Como los albares en tiempos de otoño

Necesito salir aquí, en este instante, en este momento, del bucle fraternal que me une a Pedro Cano, pintor; con ser importante es un argumento que he contado mucho, necesito decir del artista, del grande del lenguaje artístico de estos siglos, y caminar sobre su vida y misterio, sobre su enorme aportación a la pintura española. Ya dije en muchas ocasiones, de la maravilla en la que sus compañeros de viaje de la Escuela de BB.AA. de San Fernando, sus profesores, incluso, achacaban al papel Fabriano que Pedro utilizaba en sus dibujos, su éxito; no sabían que era su excepcional excepción de su talento y de su oficio. Pedro Cano levantaba admiración cuando observaban sus trabajos, sus formas: su lirismo a ultranza, la niebla que apaga la sed de una obra en silencio y espera. La maleta en eterno viaje.

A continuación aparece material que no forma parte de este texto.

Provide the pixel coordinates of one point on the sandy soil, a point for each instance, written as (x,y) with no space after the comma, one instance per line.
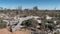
(5,31)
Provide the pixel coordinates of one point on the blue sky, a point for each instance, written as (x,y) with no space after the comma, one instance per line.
(42,4)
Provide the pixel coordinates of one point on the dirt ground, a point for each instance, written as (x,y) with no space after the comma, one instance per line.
(5,31)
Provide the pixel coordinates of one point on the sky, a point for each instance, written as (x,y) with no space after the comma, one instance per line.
(42,4)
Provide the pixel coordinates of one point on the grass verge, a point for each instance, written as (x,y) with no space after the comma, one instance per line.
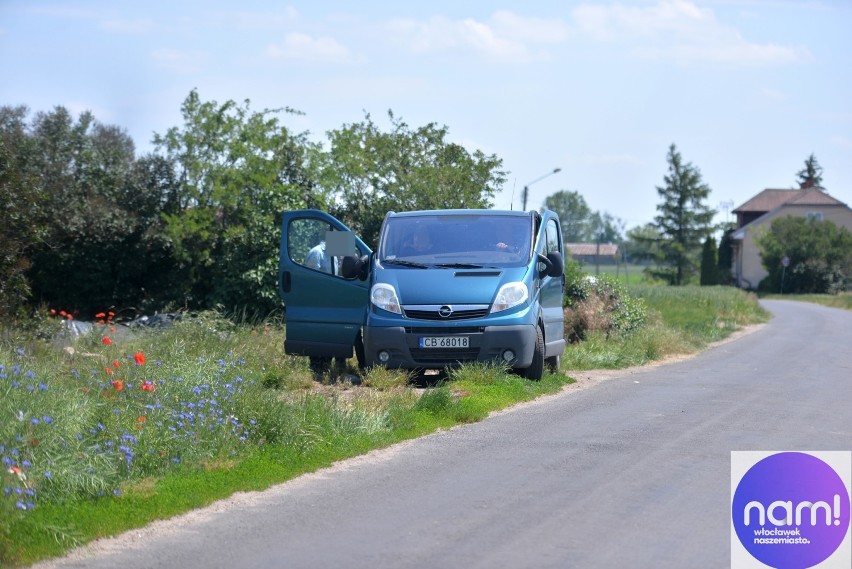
(842,300)
(122,430)
(681,320)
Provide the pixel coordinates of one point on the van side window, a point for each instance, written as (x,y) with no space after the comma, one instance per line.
(306,243)
(553,242)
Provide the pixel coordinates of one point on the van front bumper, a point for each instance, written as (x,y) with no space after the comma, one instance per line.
(401,347)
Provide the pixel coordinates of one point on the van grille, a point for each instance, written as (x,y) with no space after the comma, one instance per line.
(446,311)
(444,356)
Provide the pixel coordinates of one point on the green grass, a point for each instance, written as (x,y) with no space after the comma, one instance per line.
(682,320)
(625,273)
(842,300)
(229,412)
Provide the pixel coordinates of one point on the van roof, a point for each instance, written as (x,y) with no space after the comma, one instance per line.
(460,212)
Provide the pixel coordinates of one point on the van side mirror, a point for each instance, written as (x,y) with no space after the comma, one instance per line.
(553,263)
(353,267)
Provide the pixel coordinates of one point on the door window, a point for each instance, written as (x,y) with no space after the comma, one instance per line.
(316,245)
(552,237)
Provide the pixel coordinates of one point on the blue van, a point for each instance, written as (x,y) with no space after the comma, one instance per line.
(444,287)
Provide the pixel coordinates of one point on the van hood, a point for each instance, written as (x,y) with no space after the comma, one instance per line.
(448,286)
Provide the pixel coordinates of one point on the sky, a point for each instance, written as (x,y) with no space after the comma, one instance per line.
(745,89)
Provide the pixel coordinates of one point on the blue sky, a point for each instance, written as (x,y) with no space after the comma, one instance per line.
(746,89)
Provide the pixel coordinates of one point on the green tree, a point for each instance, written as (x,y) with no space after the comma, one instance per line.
(237,171)
(811,175)
(574,214)
(605,228)
(725,256)
(642,244)
(709,263)
(820,255)
(369,172)
(684,219)
(21,215)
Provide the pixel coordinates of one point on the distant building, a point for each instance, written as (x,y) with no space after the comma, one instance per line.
(594,253)
(757,214)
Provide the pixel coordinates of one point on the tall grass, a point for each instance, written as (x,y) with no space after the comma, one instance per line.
(681,320)
(118,428)
(842,300)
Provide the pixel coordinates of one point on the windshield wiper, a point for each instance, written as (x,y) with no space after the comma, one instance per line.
(459,266)
(405,263)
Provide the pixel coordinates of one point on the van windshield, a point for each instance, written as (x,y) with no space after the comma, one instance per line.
(457,240)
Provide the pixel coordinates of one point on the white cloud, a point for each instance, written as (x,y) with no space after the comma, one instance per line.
(179,61)
(138,26)
(302,47)
(678,30)
(504,36)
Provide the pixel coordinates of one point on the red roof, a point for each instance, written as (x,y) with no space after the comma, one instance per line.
(606,249)
(769,199)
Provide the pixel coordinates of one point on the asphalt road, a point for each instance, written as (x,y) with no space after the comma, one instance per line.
(633,471)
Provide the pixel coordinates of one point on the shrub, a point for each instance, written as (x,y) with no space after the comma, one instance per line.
(600,304)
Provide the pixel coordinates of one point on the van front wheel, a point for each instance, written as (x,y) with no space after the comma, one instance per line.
(536,369)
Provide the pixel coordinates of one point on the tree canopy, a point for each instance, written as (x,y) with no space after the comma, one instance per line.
(579,223)
(369,172)
(684,219)
(820,254)
(86,225)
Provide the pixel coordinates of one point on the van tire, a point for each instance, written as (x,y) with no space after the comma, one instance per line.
(360,355)
(536,369)
(553,363)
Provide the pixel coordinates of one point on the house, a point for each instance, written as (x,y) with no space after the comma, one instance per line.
(594,253)
(757,214)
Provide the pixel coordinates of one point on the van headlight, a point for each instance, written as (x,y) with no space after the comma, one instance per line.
(384,296)
(509,295)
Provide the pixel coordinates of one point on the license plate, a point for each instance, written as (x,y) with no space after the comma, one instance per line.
(444,342)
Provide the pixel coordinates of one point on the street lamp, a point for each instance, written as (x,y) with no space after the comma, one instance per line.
(527,187)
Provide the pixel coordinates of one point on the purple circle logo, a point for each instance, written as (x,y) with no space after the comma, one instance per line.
(791,510)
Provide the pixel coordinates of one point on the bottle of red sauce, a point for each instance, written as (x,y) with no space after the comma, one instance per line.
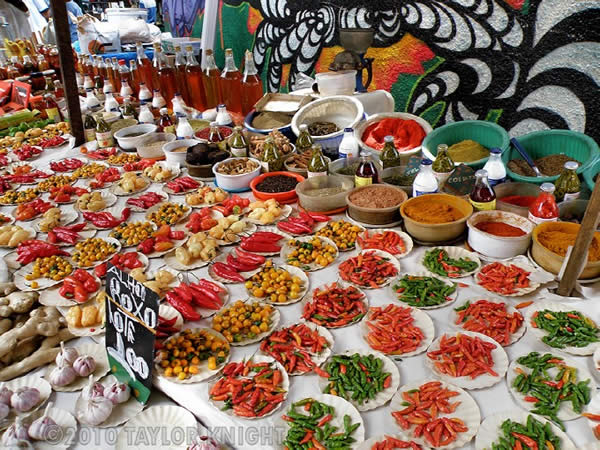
(544,208)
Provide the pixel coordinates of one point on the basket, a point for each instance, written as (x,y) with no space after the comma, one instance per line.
(487,134)
(549,142)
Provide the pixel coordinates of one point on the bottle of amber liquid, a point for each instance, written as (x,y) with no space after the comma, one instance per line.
(231,84)
(193,77)
(212,81)
(252,88)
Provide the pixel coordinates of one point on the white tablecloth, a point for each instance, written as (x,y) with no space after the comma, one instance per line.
(264,434)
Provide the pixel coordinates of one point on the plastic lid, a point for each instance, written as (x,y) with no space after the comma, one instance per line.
(547,187)
(571,165)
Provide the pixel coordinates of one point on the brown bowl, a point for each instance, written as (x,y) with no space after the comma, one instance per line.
(551,261)
(376,216)
(437,232)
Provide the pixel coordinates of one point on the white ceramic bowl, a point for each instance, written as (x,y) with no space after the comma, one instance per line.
(130,143)
(173,157)
(235,182)
(497,246)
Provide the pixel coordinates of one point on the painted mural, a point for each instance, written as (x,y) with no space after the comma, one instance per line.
(526,64)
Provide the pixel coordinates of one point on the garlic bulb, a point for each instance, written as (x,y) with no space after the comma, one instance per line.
(117,393)
(25,398)
(41,429)
(67,356)
(15,433)
(5,395)
(95,411)
(62,376)
(84,366)
(92,390)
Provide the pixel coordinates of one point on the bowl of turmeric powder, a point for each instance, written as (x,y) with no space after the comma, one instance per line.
(551,241)
(435,217)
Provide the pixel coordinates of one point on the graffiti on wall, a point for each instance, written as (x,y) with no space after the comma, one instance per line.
(526,64)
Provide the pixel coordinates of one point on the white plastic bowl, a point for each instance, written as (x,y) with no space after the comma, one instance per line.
(498,246)
(130,143)
(174,158)
(235,182)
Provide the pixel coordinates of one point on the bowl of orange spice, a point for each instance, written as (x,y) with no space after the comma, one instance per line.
(435,217)
(499,234)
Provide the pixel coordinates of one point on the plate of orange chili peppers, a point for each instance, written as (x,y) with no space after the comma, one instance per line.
(435,413)
(398,330)
(468,360)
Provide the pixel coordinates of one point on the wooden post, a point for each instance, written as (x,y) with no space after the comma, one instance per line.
(67,68)
(578,257)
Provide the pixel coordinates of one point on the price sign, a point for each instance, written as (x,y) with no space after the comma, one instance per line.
(131,321)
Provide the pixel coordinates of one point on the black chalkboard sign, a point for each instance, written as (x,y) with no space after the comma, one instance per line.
(131,320)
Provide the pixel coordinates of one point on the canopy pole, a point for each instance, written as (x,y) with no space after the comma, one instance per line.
(67,68)
(578,257)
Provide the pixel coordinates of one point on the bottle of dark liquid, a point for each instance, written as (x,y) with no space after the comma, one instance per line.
(483,197)
(366,173)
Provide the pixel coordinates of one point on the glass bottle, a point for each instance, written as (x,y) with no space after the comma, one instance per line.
(103,134)
(305,141)
(89,126)
(317,166)
(425,181)
(194,80)
(252,88)
(144,65)
(212,81)
(271,158)
(495,167)
(231,84)
(567,184)
(389,155)
(482,197)
(180,65)
(366,172)
(544,208)
(238,144)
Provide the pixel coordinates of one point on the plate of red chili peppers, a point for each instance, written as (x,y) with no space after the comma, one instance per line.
(250,389)
(398,330)
(370,269)
(435,413)
(468,360)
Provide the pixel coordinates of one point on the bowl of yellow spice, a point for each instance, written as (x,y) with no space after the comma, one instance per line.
(469,141)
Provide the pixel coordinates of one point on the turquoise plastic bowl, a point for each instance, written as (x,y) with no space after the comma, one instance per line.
(488,134)
(549,142)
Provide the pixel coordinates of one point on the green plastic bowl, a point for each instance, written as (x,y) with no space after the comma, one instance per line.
(488,134)
(549,142)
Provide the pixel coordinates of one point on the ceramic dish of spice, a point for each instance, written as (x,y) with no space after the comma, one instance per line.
(499,234)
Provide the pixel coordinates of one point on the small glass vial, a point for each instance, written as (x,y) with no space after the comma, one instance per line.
(425,181)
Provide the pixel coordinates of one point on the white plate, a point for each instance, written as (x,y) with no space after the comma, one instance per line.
(420,319)
(172,419)
(565,412)
(388,279)
(98,352)
(489,431)
(408,242)
(382,397)
(204,373)
(313,266)
(294,272)
(286,210)
(454,253)
(121,412)
(484,380)
(514,337)
(343,285)
(285,385)
(558,307)
(467,411)
(424,273)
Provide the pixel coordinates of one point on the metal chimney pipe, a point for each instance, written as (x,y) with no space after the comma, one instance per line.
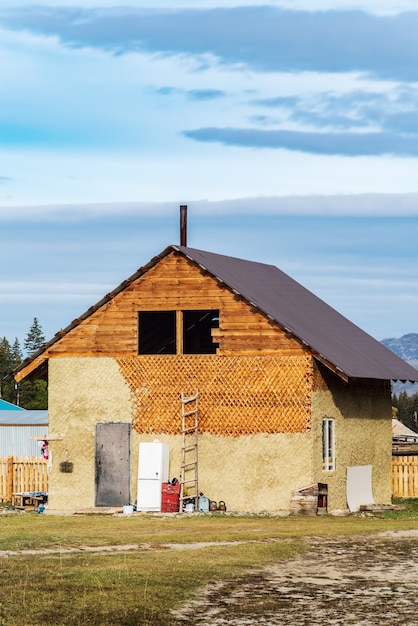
(183,224)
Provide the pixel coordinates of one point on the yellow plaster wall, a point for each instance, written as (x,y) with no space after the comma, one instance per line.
(250,473)
(363,436)
(82,392)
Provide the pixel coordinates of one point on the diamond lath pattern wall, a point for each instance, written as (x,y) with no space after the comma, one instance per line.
(238,395)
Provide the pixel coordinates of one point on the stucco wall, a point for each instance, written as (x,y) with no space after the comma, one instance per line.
(82,392)
(363,436)
(250,473)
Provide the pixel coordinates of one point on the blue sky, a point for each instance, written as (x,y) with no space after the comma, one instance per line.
(289,128)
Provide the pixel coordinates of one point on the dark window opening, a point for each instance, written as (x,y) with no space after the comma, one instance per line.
(157,332)
(197,327)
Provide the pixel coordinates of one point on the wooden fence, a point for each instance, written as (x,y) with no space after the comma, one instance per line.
(22,473)
(405,476)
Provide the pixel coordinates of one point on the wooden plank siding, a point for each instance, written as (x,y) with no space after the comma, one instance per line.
(22,473)
(175,283)
(404,476)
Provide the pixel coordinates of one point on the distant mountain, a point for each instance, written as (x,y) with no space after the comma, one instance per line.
(407,348)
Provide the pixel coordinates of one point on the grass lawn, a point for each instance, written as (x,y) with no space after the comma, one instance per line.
(131,570)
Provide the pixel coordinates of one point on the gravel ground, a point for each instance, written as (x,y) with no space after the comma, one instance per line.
(358,581)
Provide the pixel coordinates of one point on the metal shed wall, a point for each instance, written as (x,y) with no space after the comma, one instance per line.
(16,440)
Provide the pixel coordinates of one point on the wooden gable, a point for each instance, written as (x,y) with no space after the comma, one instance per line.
(173,283)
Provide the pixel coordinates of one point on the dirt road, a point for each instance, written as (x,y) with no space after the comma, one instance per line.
(358,581)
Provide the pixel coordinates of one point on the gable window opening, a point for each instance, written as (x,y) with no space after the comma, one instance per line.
(328,444)
(177,332)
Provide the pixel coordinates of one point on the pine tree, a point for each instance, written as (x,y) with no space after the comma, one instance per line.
(5,367)
(35,338)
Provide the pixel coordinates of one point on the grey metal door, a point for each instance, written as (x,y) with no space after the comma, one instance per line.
(113,464)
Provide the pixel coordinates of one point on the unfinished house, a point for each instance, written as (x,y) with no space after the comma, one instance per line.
(288,394)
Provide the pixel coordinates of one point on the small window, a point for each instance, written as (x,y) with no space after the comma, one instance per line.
(328,444)
(157,332)
(197,331)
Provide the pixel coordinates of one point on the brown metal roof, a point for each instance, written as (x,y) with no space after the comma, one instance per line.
(325,331)
(330,336)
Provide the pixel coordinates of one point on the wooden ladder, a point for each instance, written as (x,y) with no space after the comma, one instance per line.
(189,469)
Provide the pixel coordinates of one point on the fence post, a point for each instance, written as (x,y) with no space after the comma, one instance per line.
(9,480)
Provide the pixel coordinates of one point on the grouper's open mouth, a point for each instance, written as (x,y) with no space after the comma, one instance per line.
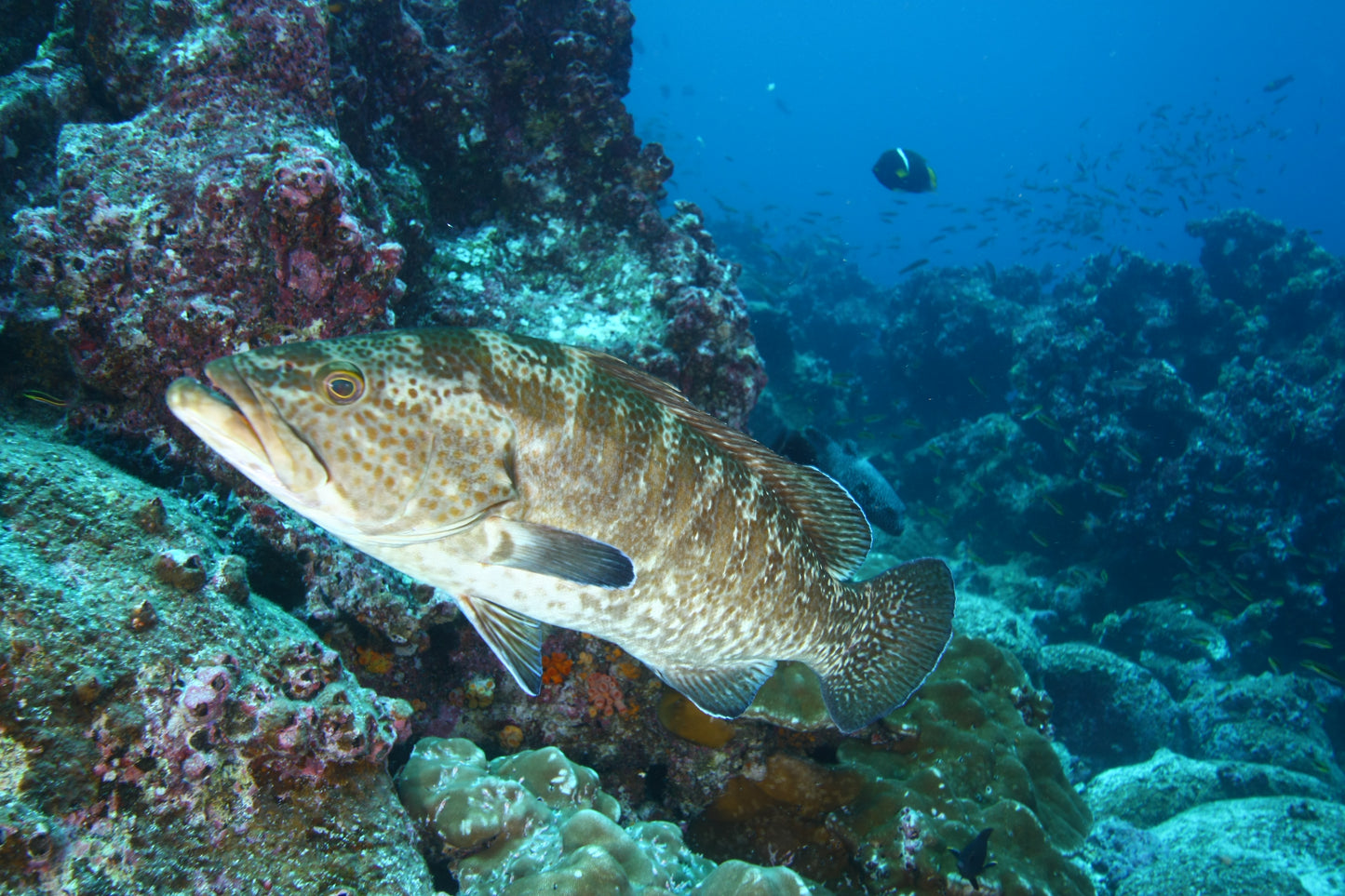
(247,431)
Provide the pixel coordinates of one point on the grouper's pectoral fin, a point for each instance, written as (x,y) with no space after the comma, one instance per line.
(724,690)
(556,552)
(516,639)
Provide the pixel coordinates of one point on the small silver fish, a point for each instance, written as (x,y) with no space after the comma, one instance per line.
(541,483)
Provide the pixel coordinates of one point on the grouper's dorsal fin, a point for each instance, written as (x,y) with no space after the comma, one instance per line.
(556,552)
(724,690)
(828,515)
(516,639)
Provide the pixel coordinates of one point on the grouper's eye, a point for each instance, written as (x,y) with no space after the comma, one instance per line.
(342,383)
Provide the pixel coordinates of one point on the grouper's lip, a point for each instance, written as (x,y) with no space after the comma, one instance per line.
(289,458)
(217,420)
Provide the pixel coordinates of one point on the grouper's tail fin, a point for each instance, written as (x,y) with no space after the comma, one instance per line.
(901,622)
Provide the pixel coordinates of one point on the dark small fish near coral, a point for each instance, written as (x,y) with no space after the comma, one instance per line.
(857,475)
(906,169)
(972,859)
(546,485)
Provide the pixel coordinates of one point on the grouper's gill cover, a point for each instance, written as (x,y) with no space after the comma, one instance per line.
(546,485)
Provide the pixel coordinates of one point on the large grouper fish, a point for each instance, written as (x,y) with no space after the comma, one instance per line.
(543,483)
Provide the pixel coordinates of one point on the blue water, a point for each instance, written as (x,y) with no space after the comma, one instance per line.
(780,104)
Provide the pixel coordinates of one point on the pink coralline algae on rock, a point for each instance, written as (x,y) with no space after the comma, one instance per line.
(221,214)
(250,174)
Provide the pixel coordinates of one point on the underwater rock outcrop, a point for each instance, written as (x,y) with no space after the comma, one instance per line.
(208,180)
(967,753)
(535,822)
(160,727)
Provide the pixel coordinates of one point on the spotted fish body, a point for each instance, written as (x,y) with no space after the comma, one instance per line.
(541,483)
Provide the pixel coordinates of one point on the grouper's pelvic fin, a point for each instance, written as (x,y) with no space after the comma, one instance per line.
(517,639)
(901,624)
(556,552)
(724,690)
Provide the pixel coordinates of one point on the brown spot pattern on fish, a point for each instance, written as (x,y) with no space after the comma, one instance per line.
(541,483)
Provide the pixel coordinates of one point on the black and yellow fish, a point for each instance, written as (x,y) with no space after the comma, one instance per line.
(906,169)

Ahora sí estoy donde quiero estar, en la mochila de sus viajes, en sus cuadernos, en sus miradas viendo pasar la vida y los pasajeros al tren furtivo que les exilian; en las huellas de sus sandalias de fraile descalzo. En todos los andenes de sus destinos. Quiero estar en el renacimiento de su creación, en el lugar de su infancia, Blanca, donde se despertaron en él los brotes de lo eternamente valioso. Cuando su familia lo supo y con el ahínco de la faena del mar, se pusieron a la ofrenda del pescado para pagar los estudios de su hermano, de su hijo, artista. Los gránulos del arte son difíciles de precisar, casi son inaprensibles, se escapan de los vericuetos de las palabras. Mejor ir a la esencia, pero, ¿respetamos la esencia de origen o invocamos en nuestro comportamiento para con el arte solamente los conocimientos cultos del pasado? La interrogación que acabamos de hacernos ya se la planteó en su momento Heidegger. A nosotros nos ha surgido contemplando un entramado de hojas, tapiz de una granada, porque existe en él algo original, distinto a los manidos saberes que acarrea el ayer. Pedro en Nueva York, dando la espalda a la gran panorámica, con sus torres gemelas llamando al grisáceo tono de su existencia perdida. Preludio y música de aquella exposición Nueva York-Blanca que quedó para siempre en su historia pictórica, como la de las infinitas manchas de su papeles en carpetas, de sus blocs escolares, trascendidos por su mano a la universalidad de una obra que impresiona. A veces un retazo, unos centímetros de aguada, culminan una carrera casi infinita hasta el horizonte. Atento siempre a los ocres y amarillos que envuelven su figuración (que se llamó, llamaron, nueva, en una capa de oro viejo). Pedro Cano es ya un signo propio, inconfundible y magistral en el panorama de nuestra mejor pintura contemporánea.